On Oct. 15, U.S. District Judge Jon Tigar agreed the plaintiffs now had done enough to back their legal claims against the city of San Francisco for allegedly helping to fuel the problems that have plagued the Tenderloin in the past five years.
"Plaintiffs argue that the City’s acts, such as the operation of a congregate shelter which allows residents to use and sell narcotics; operation of narcotic consumption sites in the Tenderloin; instruction of SFPD to drop off addicts at the center; distribution or facilitation of the distribution of drug paraphernalia to addicts in the Tenderloin; and street-based support for those that reject shelter and live on the sidewalk have actively placed and encouraged addicts and dealers to come to the Tenderloin which was a substantial factor in producing the harm," Tigar wrote in his ruling.
"Accepting Plaintiffs allegations as true, as it must, the Court cannot at this juncture conclude that it is implausible the City’s acts were 'more than [a] negligible or theoretical' cause of Plaintiffs’ harms."
The ruling comes about three months since Judge Tigar had initially tossed many of those accusations against the city. However, at the time, the judge also gave the plaintiffs an opportunity to amend their lawsuit to fix the shortcomings he had identified in their complaint.
The lawsuit landed in San Francisco federal court in March, when a group of Tenderloin residents and businesses filed suit. Plaintiffs include Tenderloin residents with disabilities and immigrants, as well as businesses such as the Phoenix Hotel and the operators of the Best Western Road Coach Inn.
The lawsuit accuses San Francisco city officials of establishing an unwritten policy since 2019 of allowing greater criminal activity within the Tenderloin to essentially corral crime and illegal drug dealing there and stem its spread into other, wealthier neighborhoods.
The lawsuit asserts this policy has made the Tenderloin a more difficult place to live and has left businesses struggling to survive.
The lawsuit notes that sidewalks and streets throughout the Tenderloin are packed not only with homeless people, but gang members and others selling and taking drugs of all kinds, including fentanyl and other highly addictive illegal drugs, while other criminal activity flourishes without fear of law enforcement.
The city, in response, argued it was criminals who created the nuisance, not the city, so the city cannot be sued over its policies to enforce or not enforce the laws within its borders.
In July, Tigar largely agreed with the city, nixing, for that moment, the claims related to the city's alleged Tenderloin containment policies.
In that ruling, the judge still allowed the plaintiffs to advance claims that the city violated disability access laws by allowing homeless encampments and drug markets to proliferate on city sidewalks, denying people with disabilities the ability to freely move about their own community.
The plaintiffs, however, returned to court with a revised complaint, leveling more specific allegations against the city.
In the new complaint, they particularly take aim at the city for partnering with left-wing activists to create a designated space for public drug use and for taking over a hotel to serve as a "housing first" homeless shelter that does nothing to steer homeless drug users to treatment, but rather allows rampant drug use to continue inside and around the shelter.
In his ruling, Tigar said specific accusations like these should allow the plaintiffs to move forward with most of their claims against the city.
The judge agreed that the plaintiffs can't press their claims that the city's policies and actions amounted to a "state-created danger."
But he said other elements of the complaint allow plaintiffs to get past the legal immunity that would otherwise allow the city to defeat their attempts to persuade the court to order the city to enforce the law in the Tenderloin.
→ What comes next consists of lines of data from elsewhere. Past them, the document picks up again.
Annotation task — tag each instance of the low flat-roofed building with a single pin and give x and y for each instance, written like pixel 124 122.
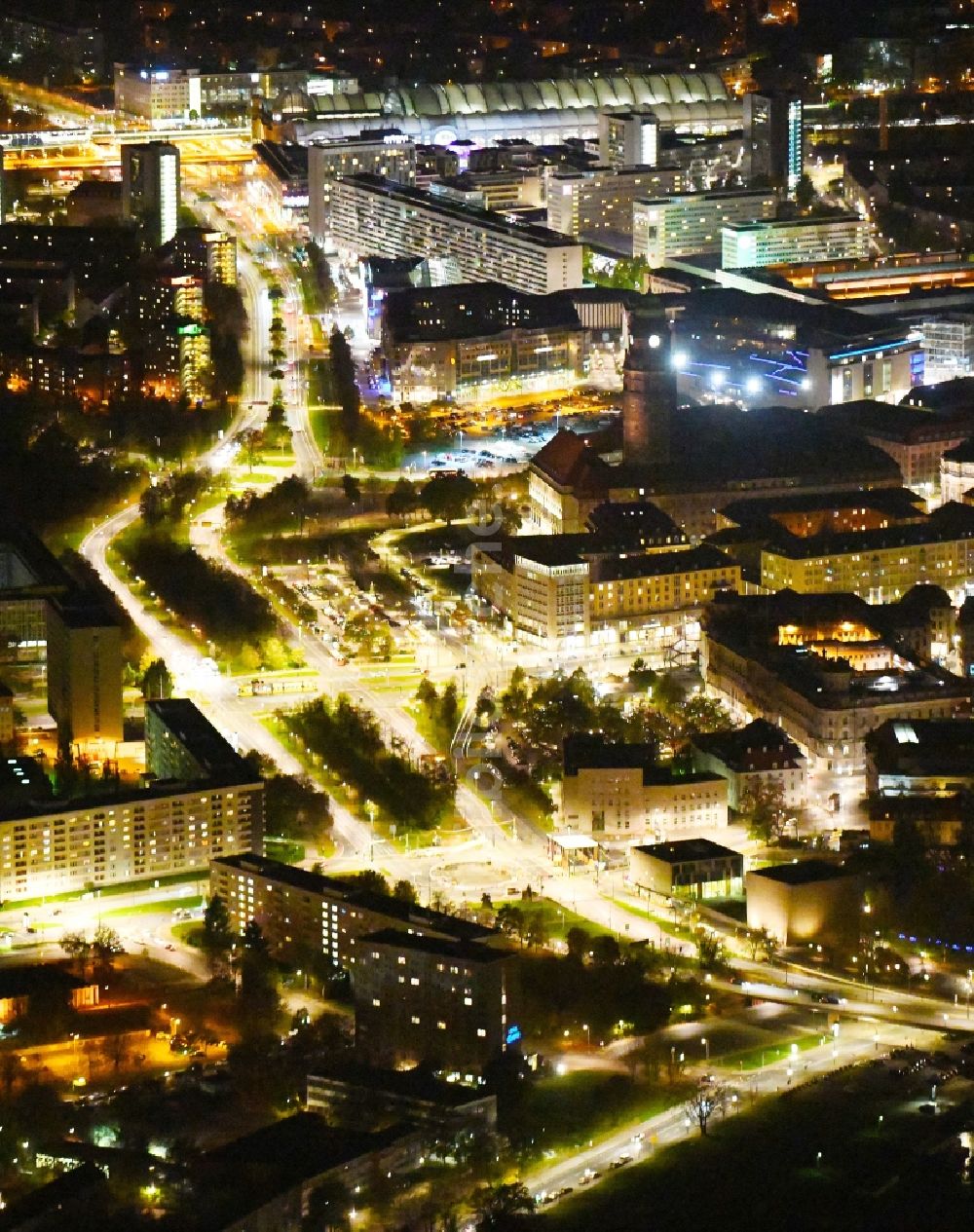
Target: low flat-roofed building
pixel 693 868
pixel 303 912
pixel 361 1096
pixel 880 565
pixel 262 1181
pixel 476 342
pixel 759 756
pixel 19 985
pixel 429 1000
pixel 618 793
pixel 920 757
pixel 788 241
pixel 823 669
pixel 805 901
The judge said such an open-ended order would conflict with the law, as it would have required the court to place greater "legal and financial burdens on the City."
Now, the judge said the plaintiffs' more specific claims could give the judge the ability to order the city to take more specific actions to remedy the nuisance by essentially ending their support for policies and organizations that the plaintiffs say are making the Tenderloin's problems worse.
The judge has not yet ordered the city to take any specific actions in the Tenderloin.
Plaintiffs are represented by attorneys with the firms of Walkup Melodia Kelley & Schoenberger, of San Francisco, and Kline & Specter, of Philadelphia.
San Francisco is represented by the office of City Attorney David Chiu.